Die Deutsche Gesellschaft für Unfallchirurgie (DGU) erwartet nach den Worten ihres Präsidenten Prof. Hoffmann eine stetige Zunahme von Alterstrauma-Patienten bis zum Jahr 2050. Schon jetzt sei jeder vierte Schwerverletzte über 70 Jahre alt, während es in den 1990-iger Jahren nur jeder Zwölfte war. Die Zahl der Oberschenkelhalsbrüche allein hat in den letzten 15 Jahren um 20 % zugenommen! Die Fraktur am Hüftgelenk ist bei über 85-jährigen Frauen der häufigste Grund für Klinikeinweisungen. 50 % dieser Patienten kommen anschließend nicht mehr in ihr häusliches Umfeld zurück! Internationale Studien an älteren Patienten mit Knochenbrüchen zeigen, dass die Behandlung in einem interdisziplinären und multiprofessionellen Team zu wesentlich besseren Ergebnissen führt, so der diesjährige DKOU Kongress-Präsident Prof.
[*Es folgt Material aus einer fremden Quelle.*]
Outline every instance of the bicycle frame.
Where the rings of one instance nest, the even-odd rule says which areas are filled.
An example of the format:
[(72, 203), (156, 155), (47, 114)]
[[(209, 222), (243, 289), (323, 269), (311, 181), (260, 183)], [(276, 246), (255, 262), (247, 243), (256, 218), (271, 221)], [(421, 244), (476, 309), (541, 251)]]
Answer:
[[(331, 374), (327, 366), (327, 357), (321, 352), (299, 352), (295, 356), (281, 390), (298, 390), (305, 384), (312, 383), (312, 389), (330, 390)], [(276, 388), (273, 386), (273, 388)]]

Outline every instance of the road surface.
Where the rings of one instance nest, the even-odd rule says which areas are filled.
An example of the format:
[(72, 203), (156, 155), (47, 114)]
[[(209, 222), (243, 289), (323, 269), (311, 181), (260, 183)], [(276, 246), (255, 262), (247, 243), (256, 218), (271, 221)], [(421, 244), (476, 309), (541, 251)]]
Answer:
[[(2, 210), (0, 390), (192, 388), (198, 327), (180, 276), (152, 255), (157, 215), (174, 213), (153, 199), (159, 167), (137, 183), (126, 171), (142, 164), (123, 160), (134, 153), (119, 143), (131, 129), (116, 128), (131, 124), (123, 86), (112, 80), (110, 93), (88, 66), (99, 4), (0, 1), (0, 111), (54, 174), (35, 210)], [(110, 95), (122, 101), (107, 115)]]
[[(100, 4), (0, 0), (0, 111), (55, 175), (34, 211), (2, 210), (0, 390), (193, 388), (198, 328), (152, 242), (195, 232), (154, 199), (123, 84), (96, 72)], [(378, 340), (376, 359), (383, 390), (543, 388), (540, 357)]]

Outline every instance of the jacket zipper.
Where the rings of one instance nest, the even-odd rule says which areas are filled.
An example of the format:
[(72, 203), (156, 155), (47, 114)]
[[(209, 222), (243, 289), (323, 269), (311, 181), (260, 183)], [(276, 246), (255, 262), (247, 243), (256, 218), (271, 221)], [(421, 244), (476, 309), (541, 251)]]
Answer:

Gebhart (Unfallchirurg).

 

Es sind mittlerweile 50 Alterstraumazentren zertifiziert, 150 haben sich zur Zertifizierung mit "ortho-geriatrischem Behandlungsteam" angemeldet. Alle "AltersTraumaZentren DGU" verpflichten sich außerdem zur Teilnahme am AltersTraumaRegister DGU, einer Datenbank, mit der Orthopäden und Unfallchirurgen qualitätsrelevante Daten zur Versorgung von betagten Patienten sammeln.

 

Die Zusammenarbeit zwischen ambulantem und stationärem Sektor ist in aller Munde, so aktuell im Deutschen Ärzteblatt (Heft 41/14. Oktober 2016) im Interview mit dem KBV-Vorsitzenden Andreas Gassen und dem Präsidenten der deutschen Krankenhausgesellschaft Thomas Reumann. Eine Verbesserung der Versorungsqualität durch ein sektorübergreifendes Case-Management lindert vermeidbares Leid und spart unnötige Kosten.

 

 

Ein wichtiger Baustein zur lückenlosen osteologischen Versorgung könnte unser interdisziplinäres Osteoporose-Netzwerk Klinik-Praxis werden.

 

Die Domain lautet: www.bdo-wl.de

 

Die BdOWL-Homepage ist als neue Kommunikationsplattform für unsere Patienten, Kliniken und andere Interessierte offen.

 

Die Ärzte kooperierender Kliniken erhalten die bereits fertiggestellten BdO-Patienten-Karte in Scheckkarten-Größe, um sie den Patienten mit dem Hinweis einer notwendigen, ergänzenden, osteologischen Diagnostik und Therapie zu überreichen. Mithilfe dieser Karte ist es den Patienten sehr leicht möglich, im Internet die regionalen Osteologen aufzufinden und Kontakt aufzunehmen.